Non-malignant CNS rule M4 applies, this is a single primary. This scenerio is covered in Example 2: A meningioma 9530/0 transforms into an atypical meningioma 9539/1.
Reportability/Histology--Pancreas: Is mucinous cystic neoplasm of pancreas reportable?
Non-invasive mucinous cystic neoplasm (MCN) of the pancreas with low or intermediate grade dysplasia is NOT reportable.
Non-invasive mucinous cystic neoplasm (MCN) of the pancreas with high grade dysplasia is reportable. For neoplasms of the pancreas, the term MCN with high grade dysplasia replaces the term mucinous cystadenocarcinoma, non-invasive.
Reportability--Skin: Is a non-small cell carcinoma [8046/3] of the skin SEER reportable?
Non-genital skin primaries with a histology code equal to or less than 8110 are not reportable to SEER; therefore, the combination of C44_ and 8046/3 is not reportable.
Reportability--Melanoma: Is a pathology report with a final diagnosis stating only non-reportable terms, followed by a re-excision pathology report that indicates "no residual melanoma" reportable? See Discussion.
Is a case reportable if the final diagnosis on an initial pathology report states a non-reportable term (e.g., evolving melanoma, early/evolving melanoma or melanocytic nevus) and followed by a subsequent re-excision pathology report stating there is "No residual melanoma"? There is no mention in the clinical history on the subsequent pathology report that the diagnosis was thought to be melanoma following the first procedure. The first mention of the reportable term was in the final diagnosis of the subsequent pathology report that stated "no residual melanoma."
No. This case is not reportable based on the information provided. "No residual melanoma" is not diagnostic of a reportable neoplasm.
We recommend that you try to obtain more information from the clinician/pathologist for this case due to the poor documentation. Check for any additional resection performed.
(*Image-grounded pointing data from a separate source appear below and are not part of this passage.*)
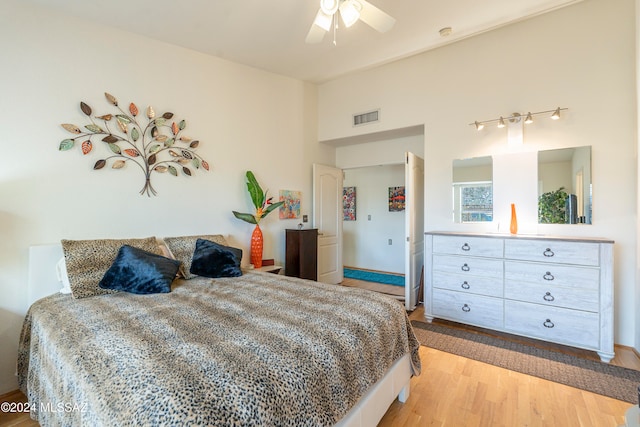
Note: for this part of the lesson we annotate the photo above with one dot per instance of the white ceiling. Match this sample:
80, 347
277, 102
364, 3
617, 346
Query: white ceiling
270, 34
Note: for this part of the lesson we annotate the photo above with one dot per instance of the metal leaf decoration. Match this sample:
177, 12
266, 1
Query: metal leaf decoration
155, 146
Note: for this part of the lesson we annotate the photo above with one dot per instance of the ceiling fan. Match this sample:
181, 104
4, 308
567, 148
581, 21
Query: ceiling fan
350, 11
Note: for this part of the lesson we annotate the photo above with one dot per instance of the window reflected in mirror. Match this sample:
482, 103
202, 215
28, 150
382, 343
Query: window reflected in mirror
473, 190
564, 186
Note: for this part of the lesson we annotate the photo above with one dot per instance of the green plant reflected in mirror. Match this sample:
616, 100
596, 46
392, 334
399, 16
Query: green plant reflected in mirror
473, 190
564, 186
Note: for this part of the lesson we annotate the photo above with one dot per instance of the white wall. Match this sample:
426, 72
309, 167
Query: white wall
366, 241
245, 119
556, 59
637, 93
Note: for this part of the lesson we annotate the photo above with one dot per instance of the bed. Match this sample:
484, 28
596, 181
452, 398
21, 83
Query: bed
259, 349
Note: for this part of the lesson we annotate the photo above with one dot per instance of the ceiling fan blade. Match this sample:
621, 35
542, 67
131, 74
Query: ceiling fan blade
375, 18
320, 26
315, 35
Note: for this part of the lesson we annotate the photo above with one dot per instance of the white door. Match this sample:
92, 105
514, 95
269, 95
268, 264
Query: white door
414, 228
327, 218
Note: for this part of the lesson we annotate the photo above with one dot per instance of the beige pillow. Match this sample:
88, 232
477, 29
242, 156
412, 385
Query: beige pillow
88, 260
182, 249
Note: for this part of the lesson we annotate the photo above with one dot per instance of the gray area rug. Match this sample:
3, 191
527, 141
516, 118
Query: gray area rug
597, 377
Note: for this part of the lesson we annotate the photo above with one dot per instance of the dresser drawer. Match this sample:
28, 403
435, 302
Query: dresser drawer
551, 251
554, 296
466, 308
481, 285
468, 266
572, 327
464, 245
552, 275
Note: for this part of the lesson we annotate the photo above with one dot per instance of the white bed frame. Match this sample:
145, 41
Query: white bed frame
43, 281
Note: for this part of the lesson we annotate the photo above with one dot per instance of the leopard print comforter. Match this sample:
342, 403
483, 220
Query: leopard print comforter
256, 350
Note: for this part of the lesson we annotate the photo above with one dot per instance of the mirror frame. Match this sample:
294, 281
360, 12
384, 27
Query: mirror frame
569, 200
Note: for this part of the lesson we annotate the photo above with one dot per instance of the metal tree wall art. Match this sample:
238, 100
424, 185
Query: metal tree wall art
157, 146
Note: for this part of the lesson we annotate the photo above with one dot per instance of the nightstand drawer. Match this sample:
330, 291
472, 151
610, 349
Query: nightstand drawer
572, 327
471, 309
551, 251
468, 266
464, 245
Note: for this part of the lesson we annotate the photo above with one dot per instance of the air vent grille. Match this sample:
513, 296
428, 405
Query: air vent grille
366, 118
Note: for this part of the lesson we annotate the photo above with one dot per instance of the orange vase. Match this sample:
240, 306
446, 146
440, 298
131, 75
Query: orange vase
256, 247
514, 221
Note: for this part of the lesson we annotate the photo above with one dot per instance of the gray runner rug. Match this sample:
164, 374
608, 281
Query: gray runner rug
594, 376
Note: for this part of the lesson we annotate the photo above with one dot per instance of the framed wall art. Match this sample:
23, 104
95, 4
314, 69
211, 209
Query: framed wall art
349, 203
396, 199
290, 209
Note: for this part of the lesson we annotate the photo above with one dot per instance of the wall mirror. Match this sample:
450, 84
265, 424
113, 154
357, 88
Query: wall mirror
473, 190
564, 186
EOD-Extension--Lung: If a CT scan indicates that a patient has evidence of "long-standing pneumonia," is that synonymous with "pneumonitis" for the purposes of coding extension for lung primaries?
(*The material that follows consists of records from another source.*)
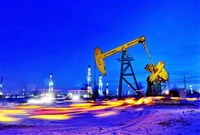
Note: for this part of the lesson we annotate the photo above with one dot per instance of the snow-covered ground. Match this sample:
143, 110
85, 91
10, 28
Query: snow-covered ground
107, 118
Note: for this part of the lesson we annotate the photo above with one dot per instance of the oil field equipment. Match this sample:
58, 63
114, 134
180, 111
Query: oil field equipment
158, 73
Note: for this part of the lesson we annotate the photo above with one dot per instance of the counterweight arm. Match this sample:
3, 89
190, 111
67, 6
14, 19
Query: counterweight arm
100, 56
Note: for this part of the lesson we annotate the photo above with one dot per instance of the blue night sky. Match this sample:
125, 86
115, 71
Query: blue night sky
43, 36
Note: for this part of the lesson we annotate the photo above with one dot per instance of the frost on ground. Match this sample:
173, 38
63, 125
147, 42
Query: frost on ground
134, 120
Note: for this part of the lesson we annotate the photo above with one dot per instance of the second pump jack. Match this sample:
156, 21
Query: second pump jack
158, 73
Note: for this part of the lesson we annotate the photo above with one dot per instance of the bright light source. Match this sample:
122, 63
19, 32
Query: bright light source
45, 99
75, 97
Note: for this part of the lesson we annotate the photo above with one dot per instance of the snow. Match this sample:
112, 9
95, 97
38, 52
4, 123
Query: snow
118, 120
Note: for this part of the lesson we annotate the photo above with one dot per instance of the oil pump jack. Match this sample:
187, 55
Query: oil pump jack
157, 76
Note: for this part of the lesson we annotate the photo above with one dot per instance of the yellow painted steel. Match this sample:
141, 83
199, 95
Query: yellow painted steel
157, 72
100, 56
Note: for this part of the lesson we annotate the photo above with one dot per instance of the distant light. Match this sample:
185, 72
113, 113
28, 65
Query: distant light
46, 99
75, 97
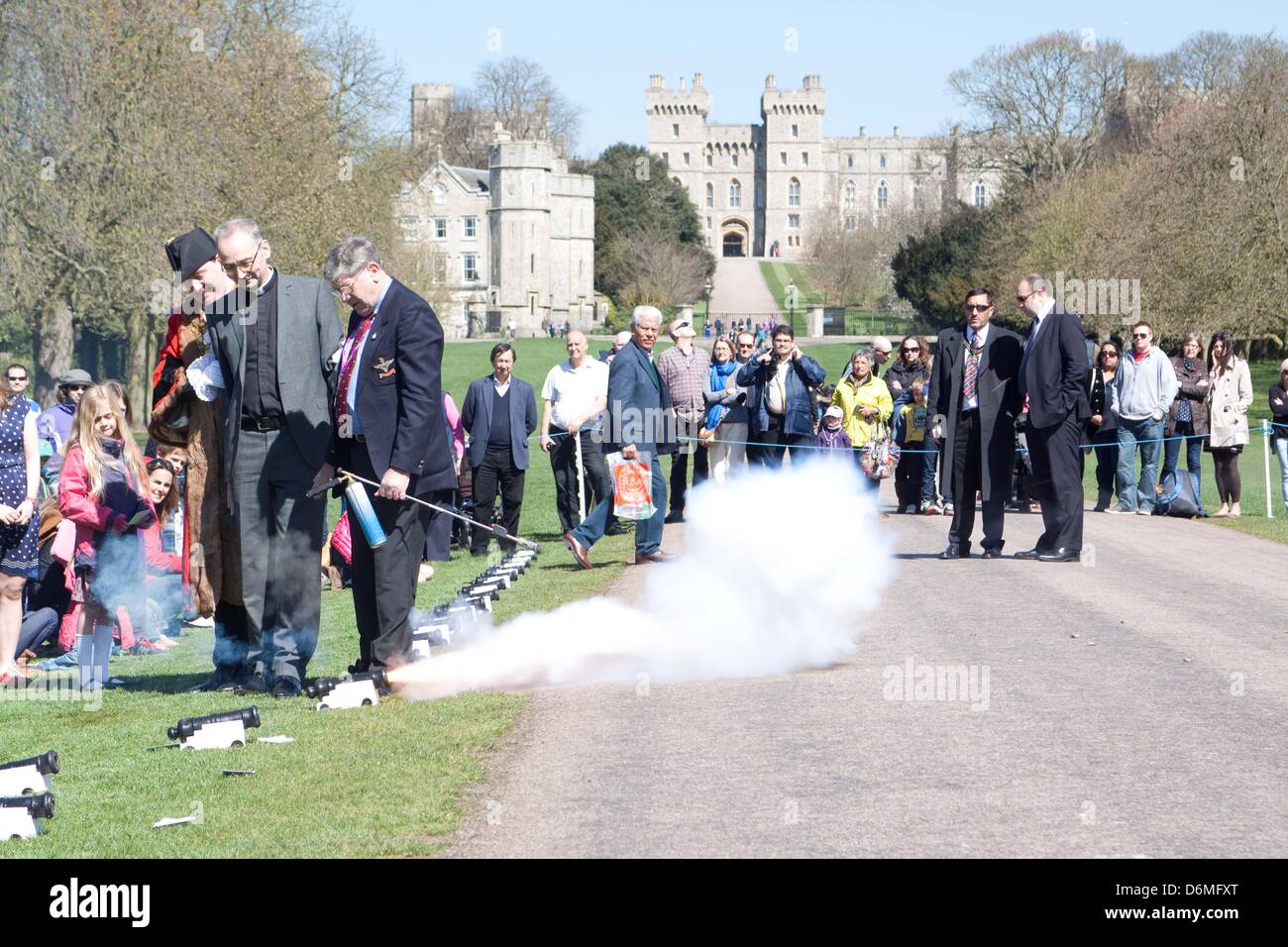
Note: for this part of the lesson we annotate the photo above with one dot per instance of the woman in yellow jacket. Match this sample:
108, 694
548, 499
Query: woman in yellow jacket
866, 402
No. These terms are not synonymous. For cases diagnosed 1998-2003, disregard the pneumonia and use the other available information to code extension.
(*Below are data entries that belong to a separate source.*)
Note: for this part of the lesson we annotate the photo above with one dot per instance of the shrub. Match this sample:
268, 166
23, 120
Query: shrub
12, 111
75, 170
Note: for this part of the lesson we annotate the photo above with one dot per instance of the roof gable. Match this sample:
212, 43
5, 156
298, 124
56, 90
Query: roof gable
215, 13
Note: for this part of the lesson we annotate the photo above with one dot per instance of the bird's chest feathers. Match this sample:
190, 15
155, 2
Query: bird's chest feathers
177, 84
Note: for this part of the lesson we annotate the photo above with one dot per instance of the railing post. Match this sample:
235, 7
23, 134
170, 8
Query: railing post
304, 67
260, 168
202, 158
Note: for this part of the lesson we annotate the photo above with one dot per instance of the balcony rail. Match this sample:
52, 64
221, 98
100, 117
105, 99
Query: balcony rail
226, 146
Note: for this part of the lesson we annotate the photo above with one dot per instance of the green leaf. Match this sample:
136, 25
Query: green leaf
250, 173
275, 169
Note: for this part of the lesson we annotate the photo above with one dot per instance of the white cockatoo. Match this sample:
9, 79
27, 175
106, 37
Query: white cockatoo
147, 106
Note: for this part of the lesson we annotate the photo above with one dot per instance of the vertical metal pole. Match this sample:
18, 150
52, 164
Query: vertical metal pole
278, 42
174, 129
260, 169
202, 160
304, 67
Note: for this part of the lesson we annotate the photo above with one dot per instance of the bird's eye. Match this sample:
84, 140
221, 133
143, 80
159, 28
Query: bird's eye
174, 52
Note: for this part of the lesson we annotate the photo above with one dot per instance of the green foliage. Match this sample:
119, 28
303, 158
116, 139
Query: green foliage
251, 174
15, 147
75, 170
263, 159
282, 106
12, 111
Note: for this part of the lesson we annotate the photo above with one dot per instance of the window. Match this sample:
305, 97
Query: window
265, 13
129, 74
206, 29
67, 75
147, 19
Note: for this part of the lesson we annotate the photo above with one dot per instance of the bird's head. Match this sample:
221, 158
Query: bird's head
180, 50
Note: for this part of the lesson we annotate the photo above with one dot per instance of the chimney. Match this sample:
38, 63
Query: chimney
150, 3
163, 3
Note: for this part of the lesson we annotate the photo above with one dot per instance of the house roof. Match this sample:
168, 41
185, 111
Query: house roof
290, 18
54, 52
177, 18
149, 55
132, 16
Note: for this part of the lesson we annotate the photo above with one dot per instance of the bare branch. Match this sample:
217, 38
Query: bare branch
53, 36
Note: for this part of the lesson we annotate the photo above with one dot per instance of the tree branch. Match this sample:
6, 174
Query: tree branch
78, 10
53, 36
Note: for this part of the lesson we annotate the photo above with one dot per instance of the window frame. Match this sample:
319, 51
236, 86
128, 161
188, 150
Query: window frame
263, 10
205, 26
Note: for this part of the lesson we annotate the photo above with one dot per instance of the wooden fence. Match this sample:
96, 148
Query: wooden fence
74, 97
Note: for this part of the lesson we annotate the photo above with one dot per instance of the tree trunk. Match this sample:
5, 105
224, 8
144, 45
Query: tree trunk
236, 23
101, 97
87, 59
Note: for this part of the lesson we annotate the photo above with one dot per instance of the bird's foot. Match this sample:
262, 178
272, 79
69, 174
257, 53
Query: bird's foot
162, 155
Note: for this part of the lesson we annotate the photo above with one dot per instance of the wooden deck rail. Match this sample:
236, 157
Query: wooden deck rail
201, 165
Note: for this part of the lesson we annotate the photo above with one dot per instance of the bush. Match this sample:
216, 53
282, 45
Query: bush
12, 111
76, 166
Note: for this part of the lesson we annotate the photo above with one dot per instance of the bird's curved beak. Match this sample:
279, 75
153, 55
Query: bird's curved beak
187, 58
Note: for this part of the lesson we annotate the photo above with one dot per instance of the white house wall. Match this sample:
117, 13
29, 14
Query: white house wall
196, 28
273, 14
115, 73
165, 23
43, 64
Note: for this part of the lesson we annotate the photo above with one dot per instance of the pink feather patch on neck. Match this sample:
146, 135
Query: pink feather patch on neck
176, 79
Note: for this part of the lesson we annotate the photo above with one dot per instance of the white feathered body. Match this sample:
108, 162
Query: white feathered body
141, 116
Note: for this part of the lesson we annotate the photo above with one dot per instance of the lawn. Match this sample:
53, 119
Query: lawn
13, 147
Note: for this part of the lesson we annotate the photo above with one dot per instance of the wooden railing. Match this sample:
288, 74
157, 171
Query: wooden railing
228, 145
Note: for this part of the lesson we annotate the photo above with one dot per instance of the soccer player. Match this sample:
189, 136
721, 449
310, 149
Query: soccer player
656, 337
Reportability--Brain and CNS: Is a skull tumor schwannoma an intracranial reportable benign tumor if the physician states it arose in the occipital nerve?
No. These schwannomas are not intracranial and therefore, are not reportable to SEER. The occipital nerve is not one of the 12 intracranial nerves (i.e., Abducens, Auditory (vestibulocochlear), Facial, Glossopharyngeal, Hypoglossal, Oculomotor, Olfactory, Optic, Spinal Accessory, Trigeminal, Trochlear, and Vagus).
Ambiguous Terminology/Reportability: Is the phrase "indicative of cancer" SEER reportable?
No. The phrase "indicative of cancer" alone is not a definitive cancer diagnosis. The word "indicative" is not on the list of ambiguous terms that is equivalent to a diagnosis of cancer.
Reportability--Brain and CNS: Is benign neural tissue compatible with a glioneuronal hamartoma of the cerebellopontine angle reportable?
No. A glioneuronal hamartoma is not neoplastic and not reportable. See page 2 of the 2004 SEER Program Coding and Staging manual for the list of reportable brain/CNS tumors. There is no ICD-O-3 code for hamartoma.